Consider the last month:

2013-11-01 212.87 USD = 1 BTC

2013-11-22 733.71 USD = 1 BTC

If you think Bitcoin is a great investment and can sell your BTC to get other
assets in at a high point, this is a good thing, though slightly worrying
because of the boom and bust pattern and extreme volatility.

If you think Bitcoin is a stable currency, this is a terrible thing. I'm not
even sure what the implications would be if buying raw materials one day cost
more than selling a finished product the next due to rapid deflation, but it
surely wouldn't be much better than rapid inflation which we have seen in
other currencies.

Like a loaf of bread which is 1.6 trillion Zimbabwe dollars, one which cost
0.0000000001 Bitcoins would not be desirable either if that figure keeps
changing rapidly and the next day becomes 0.00000000001 etc.
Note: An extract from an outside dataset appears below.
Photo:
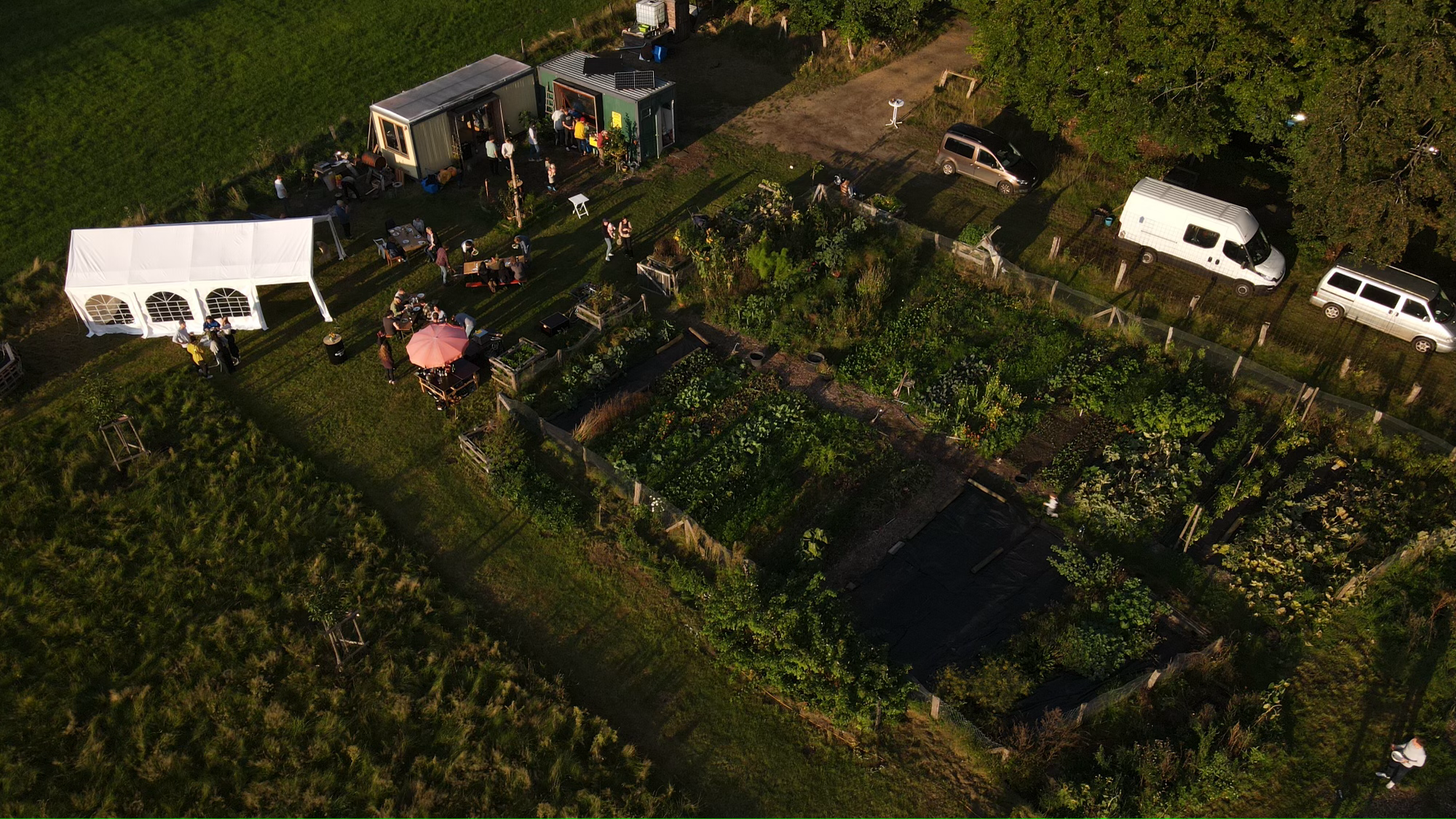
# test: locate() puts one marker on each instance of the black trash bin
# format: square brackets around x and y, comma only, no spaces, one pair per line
[334,346]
Any extreme
fluctuations in price are really undesirable for a currency, and I do think
this mechanism of ratcheting up the difficulty of mining and an ever-
increasing value is really damaging for Bitcoin's credibility as a currency,
though presumably it was designed to boost adoption by encouraging people to
see it as investment first, currency second.
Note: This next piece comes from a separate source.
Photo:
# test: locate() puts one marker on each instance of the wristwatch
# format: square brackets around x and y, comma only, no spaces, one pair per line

I like the idea of a currency which doesn't allow politicians to introduce
inflation, but perhaps we should have one which has a finite set of tokens _on
setup_ , and doesn't attempt to also attract people as some sort of investment
with mining etc. - is that side of Bitcoin even useful except to turn it into
a sort of pyramid scheme where early adopters are rewarded disproportionately?

[EDIT I am aware of the proposed 21m Bitcoin limit, which they're about half
way to reaching, that's why I said _on setup_ , which Bitcoin doesn't have]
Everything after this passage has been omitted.